3.3 ReplayFileToTarget (one-liner)

func ReplayFileToTarget(
filePath, target string,
replayTime bool,
parser DataParser,
) (int, error)
ParamTypeNotes
filePathstringPath to the recording file
targetstringThe actual dial target (may differ from the address used during recording)
replayTimeboolWhether to honor original timing
parserDataParserOptional pre-send mutator

Internally calls DetectRecordedTargetFromFile to infer recordedTo.


3.4 DetectRecordedTargetFromFile

func DetectRecordedTargetFromFile(filePath string) (string, error)

Scans the file, counts occurrences of each packet.To, and returns the most frequent value — used to auto-detect "the target address present at recording time".


func (t *TcpPlayer) SendSinglePacket(reader io.Reader, to string, parser DataParser)

Legacy API that only sends in one direction. Read errors panic directly — avoid in production. Prefer ReplayToTarget.


4. Timed Replay

NewTCPPlayer(..., replayTime=true): sleeps according to the time delta between adjacent packets to simulate the original timing. See the wait function in tcpPlayback/tcpPlayer.go.

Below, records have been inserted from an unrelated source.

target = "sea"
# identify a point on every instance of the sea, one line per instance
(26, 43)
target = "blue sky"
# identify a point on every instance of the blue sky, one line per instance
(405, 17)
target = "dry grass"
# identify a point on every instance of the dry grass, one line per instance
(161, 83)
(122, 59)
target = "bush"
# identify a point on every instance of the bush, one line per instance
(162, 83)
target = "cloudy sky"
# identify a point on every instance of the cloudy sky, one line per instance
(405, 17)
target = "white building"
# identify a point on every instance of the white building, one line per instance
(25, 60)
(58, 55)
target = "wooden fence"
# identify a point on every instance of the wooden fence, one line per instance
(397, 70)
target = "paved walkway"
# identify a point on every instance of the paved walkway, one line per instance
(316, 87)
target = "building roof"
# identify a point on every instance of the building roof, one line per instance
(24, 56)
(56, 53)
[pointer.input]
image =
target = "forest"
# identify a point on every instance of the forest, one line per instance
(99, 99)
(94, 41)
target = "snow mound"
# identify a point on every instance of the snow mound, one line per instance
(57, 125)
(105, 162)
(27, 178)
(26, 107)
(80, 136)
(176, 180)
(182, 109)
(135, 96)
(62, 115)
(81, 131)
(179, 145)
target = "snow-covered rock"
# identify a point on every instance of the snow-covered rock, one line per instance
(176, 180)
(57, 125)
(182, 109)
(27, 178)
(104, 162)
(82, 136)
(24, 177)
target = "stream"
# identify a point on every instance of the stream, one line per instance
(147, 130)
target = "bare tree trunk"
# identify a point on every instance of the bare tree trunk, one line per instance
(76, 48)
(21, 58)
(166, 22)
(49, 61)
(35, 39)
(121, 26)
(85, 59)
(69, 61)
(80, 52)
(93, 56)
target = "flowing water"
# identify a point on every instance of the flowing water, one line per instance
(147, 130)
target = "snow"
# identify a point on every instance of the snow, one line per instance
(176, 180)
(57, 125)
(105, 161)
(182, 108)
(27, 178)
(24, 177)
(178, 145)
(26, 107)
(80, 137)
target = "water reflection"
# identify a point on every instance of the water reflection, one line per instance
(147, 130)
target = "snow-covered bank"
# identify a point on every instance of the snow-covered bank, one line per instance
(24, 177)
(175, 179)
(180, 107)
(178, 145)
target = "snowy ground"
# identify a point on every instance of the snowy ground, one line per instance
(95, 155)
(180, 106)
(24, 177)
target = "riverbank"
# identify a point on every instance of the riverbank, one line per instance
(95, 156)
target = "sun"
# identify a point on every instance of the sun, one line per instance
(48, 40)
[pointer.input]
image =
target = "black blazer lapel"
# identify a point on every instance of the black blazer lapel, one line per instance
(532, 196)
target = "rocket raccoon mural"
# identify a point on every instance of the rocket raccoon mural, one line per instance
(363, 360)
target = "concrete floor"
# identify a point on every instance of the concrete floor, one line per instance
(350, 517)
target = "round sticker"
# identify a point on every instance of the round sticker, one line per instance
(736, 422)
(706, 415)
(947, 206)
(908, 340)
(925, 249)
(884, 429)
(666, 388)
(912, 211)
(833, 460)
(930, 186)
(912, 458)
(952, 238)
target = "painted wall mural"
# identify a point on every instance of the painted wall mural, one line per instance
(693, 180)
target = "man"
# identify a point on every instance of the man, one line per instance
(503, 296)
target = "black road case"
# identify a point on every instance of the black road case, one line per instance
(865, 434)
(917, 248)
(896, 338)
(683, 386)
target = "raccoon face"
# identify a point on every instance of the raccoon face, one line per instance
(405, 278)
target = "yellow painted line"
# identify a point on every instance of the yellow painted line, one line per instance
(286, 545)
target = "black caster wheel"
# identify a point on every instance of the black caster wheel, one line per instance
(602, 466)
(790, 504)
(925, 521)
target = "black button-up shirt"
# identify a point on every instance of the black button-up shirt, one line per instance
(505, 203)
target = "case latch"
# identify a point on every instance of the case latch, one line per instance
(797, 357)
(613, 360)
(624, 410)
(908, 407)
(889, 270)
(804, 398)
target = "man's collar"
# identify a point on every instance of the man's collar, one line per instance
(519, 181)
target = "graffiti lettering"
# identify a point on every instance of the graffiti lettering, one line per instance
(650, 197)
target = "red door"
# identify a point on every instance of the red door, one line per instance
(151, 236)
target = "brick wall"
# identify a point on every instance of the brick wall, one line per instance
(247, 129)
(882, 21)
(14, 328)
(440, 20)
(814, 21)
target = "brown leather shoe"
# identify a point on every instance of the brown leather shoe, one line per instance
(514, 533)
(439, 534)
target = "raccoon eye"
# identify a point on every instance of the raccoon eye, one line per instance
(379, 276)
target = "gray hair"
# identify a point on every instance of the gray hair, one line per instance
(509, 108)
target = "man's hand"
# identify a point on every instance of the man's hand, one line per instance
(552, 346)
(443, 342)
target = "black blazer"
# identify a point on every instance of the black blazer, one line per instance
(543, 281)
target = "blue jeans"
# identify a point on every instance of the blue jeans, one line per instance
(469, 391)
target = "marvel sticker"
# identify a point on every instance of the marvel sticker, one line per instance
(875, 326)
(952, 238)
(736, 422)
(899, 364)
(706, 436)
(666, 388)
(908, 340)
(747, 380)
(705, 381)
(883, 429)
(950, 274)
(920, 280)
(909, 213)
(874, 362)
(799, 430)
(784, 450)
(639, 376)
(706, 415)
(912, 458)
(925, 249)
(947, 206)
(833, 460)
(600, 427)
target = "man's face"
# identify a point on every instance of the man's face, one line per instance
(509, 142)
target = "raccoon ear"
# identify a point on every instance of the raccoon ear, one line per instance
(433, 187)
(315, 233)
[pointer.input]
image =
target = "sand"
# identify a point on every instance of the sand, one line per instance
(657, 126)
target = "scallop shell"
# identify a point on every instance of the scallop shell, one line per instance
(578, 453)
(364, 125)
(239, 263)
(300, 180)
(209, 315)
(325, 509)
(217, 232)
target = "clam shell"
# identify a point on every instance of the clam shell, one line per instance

Note: wait stores a map[string]int64 inside each lockMap.Lock's Other() to track the previous packet time. If your custom lock implementation forbids UpdateOther from overwriting a map, it will panic.


5. Examples

5.1 One-liner: replay a whole recording

parser := func(p *proto.Packet) (*proto.Packet, error) {
// Token rewrite, target rewrite, etc.
p.Data = bytes.ReplaceAll(p.Data, []byte("Bearer old"), []byte("Bearer new"))
return p, nil
}

count, err := tcpPlayback.ReplayFileToTarget(
"./traffic.log",
"127.0.0.1:9999",
false, // ignore original timing
parser,
)
if err != nil {
log.Fatal(err)
}
log.Printf("replayed %d packets", count)

5.2 Manual connection control + streaming replay

targetConn, _ := net.Dial("tcp", "127.0.0.1:9999")
defer targetConn.Close()

player := tcpPlayback.NewTCPPlayer(
"127.0.0.1:8080", // recorded target string (for matching)
targetConn,
"", // no client direction
nil,
true, // honor original timing
)

f, _ := os.Open("./traffic.log")
defer f.Close()

count, err := player.ReplayToTarget(f, "127.0.0.1:8080", nil)
log.Printf("replayed=%d err=%v", count, err)

6. Notes

  1. Connection lifecycle: the caller owns clientConn / targetConn; TcpPlayer does not close them.
  2. Thread safety: lockMap.Lock protects timing state, but TcpPlayer itself is not fully thread-safe — drive each instance from a single goroutine.
  3. Replay precision: with replayTime=true, delays are millisecond-granular; sub-millisecond timing is lost.
  4. Multi-target recordings: if the recording contains packets to several targets, ReplayFileToTarget only replays the most frequent packet.To. For finer control, decode manually with proto.ReadProtoFromReader + proto.UnMarshal.